Consumer prices in the single currency area fell 0.2 percent last month, dragged down by plummeting oil prices and signalling big problems ahead with renewed crisis in debt-plagued Greece also on the horizon.
World stocks nosedived and the euro struck nine year lows against the dollar this week on renewed fears of a Greek exit from the eurozone if poll-leading leftists win snap elections this month in Athens.
Amid the instability, the first confirmed sign of a real fall in prices since the financial crisis could force the European Central Bank's hand to do more to prop up the single currency.
The European Commission insisted that it was confident the eurozone could avoid slipping into a deflationary spiral, in which businesses and households delay purchases, throttling demand, triggering recession and causing companies to lay off workers.
- Analysts pessimistic -
Spokeswoman Annika Breidthardt said low inflation would "continue for the short term, but we expect it to pick up again once the economy gradually strengthens and wages rise."
"We would like to point out the difference between deflation and temporary negative headline numbers," she told a daily briefing.
Analysts were more pessimistic, however.
"December’s sharp drop in euro-zone inflation into negative territory could herald the start of a prolonged and damaging bout of deflation in the currency union, which may in turn threaten to re-ignite the region’s debt crisis," said Jonathan Loynes, economist of Capital Economics in London.
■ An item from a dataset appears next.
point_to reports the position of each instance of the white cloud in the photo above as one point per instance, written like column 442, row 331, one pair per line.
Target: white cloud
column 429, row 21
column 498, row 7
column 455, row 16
Deflation is officially defined by prices falling over a longer period and the ECB is now under pressure to quickly put prices back in positive territory.
The ECB has previously cut interest rates to all-time lows but is now considering the possibility of large-scale purchases of sovereign debt, so-called "quantitative easing" or "QE".
- Low oil prices -
Energy prices in the eurozone, which added Lithuania on January 1, sank a huge 6.3 percent in December, greater than a fall of 2.6 percent a month earlier, when inflation was a still positive 0.3 percent.
Oil prices have plummeted in recent weeks, as OPEC maintains its production levels despite weak demand.
All other sectors were stable, with prices in the food and beverage sector as well as industrial goods unchanged, but still well below the ECB target of a near 2 percent increase.
The European Union's data agency Eurostat also reported that unemployment remained at 11.5 percent in November, unchanged from October, though the actual number of job seekers increased for the third month running.
The rise indicated "that prolonged muted eurozone economic activity and recent more fragile business confidence are currently weighing down on labour markets," said Howard Archer, chief economist at IHS Global Insight.
The eurozone added 34,000 job-seekers in November, reaching 18.39 million, though this was down 522,000 from a year ago and below the record of 19 million reached in June 2013.
The jobs picture was alarmingly varied across the eurozone with Germany at a near-record low 4.9 percent and Greece at a lower but still very high 25.7 percent, according to the latest data available.